Ecrire, publier, transmettre la mémoire des révoltes et révolution – Caen, 21/10/2011

Écrire, publier, transmettre la mémoire des révoltes et révolutions, XVe-début du XVIIIe siècle

Caen (14000) – Université de Caen (MRSH), 21 october 2011

Call for Papers

Les propositions de communications sont à envoyer avant le 30 mai 2011 à stephane.haffemayer@free.fr

La permanence de révoltes et de révolutions souligne l’importance des réflexions sur leur ancrage dans les mémoires collectives. Cette journée d’études se propose d’aborder la question de l’écriture de l’histoire des révoltes et des révolutions entre le XVe et l’orée du XVIIIe siècle. Il existe un fonds très important d’imprimés traitant des révolutions entre la fin du Moyen Âge et le XVIIIe siècle. Comment interroger ce type de source ? En s’arrêtant au début du XVIIIe siècle, cette journée souhaite éviter le risque de lectures téléologiques, déjà très présentes dans l’historiographie des révoltes et des révolutions. Les discours sur les révoltes et sur les contestations politiques, les représentations des ruptures historiques et de leur devenir, les stratégies d’écriture, de publication et de transmission d’une mémoire collective sur ces mouvements sont quelques-uns des thèmes, non exhaustifs, que les communications de cette journée pourront aborder.

Enti Organizzatori: Université de Caen Basse-Normandie; Centre de Recherches en Histoire Quantitative CRHQ

Info e Programma: www.crhq.cnrs.fr/_index.php?page=agenda/colloques&suite#21102011

 

Annonce

La permanence de révoltes et de révolutions souligne l’importance des réflexions sur leur ancrage dans les mémoires collectives. Une journée d’étude est organisée par l’axe Cultures et Politiques du CRHQ-UMR 6583 CNRS (Université de Caen Basse-Normandie) qui se propose d’étudier leur inscription dans l’histoire. Cette journée s’inscrit dans un projet d’ensemble qui porte sur les modalités d’expression et de construction culturelles des soulèvements populaires pendant l’Ancien Régime en Europe, avant la Révolution française.

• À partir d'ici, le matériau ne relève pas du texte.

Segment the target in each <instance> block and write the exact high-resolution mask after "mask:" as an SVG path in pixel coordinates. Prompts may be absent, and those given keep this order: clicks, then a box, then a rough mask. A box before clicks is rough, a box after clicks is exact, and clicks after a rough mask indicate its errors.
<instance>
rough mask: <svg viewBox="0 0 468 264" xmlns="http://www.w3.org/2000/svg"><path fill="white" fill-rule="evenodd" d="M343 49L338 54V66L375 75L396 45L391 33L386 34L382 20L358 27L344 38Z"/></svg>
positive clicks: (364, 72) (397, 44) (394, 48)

Au moins depuis la fin du XIVe siècle, les disjonctions entre les sociétés d’Ancien Régime et les pouvoirs politiques princiers se sont traduites par des manifestations politiques et des productions propres de nature littéraire (pamphlets, satire, libelles…), iconographique (caricature, gravure…), musicale (chanson, opéra, danse…) et mémorielle (mémoires et histoire d’exilés, effacements des mémoires…). Pour comprendre les soubresauts des sociétés occidentales jusqu’à l’orée du XVIIIe siècle, l’objectif est de travailler sur ces productions, alors même que l’analyse de ces manifestations de révolte a longtemps été présentée comme difficile à cause du manque de sources provenant des principaux acteurs, issus du peuple, et de l’analphabétisme dominant. Néanmoins, de telles sources existent mais elles demeurent employées principalement dans le cadre de recherches monographiques, à l’échelle locale ou nationale, ce qui en limite la portée. Cette journée souhaite pouvoir confronter les écritures des révoltes dans le cadre des sociétés d’Ancien Régime et dans l’espace européen car, en dépit d’un analphabétisme répandu, l’hypothèse d’un ciment culturel commun, qui structurerait les diverses communautés et orienterait les prises de décisions politiques, se trouve formulée. De ce fait, les productions intellectuelles conçues lors des révoltes et des révolutions, et celles qui leur succèdent, constituent les éléments propres d’une construction politique. Les études récentes sur la littérature et l’usage social de l’écrit démontrent que l’analphabétisme n’invalide pas le recours massif aux textes.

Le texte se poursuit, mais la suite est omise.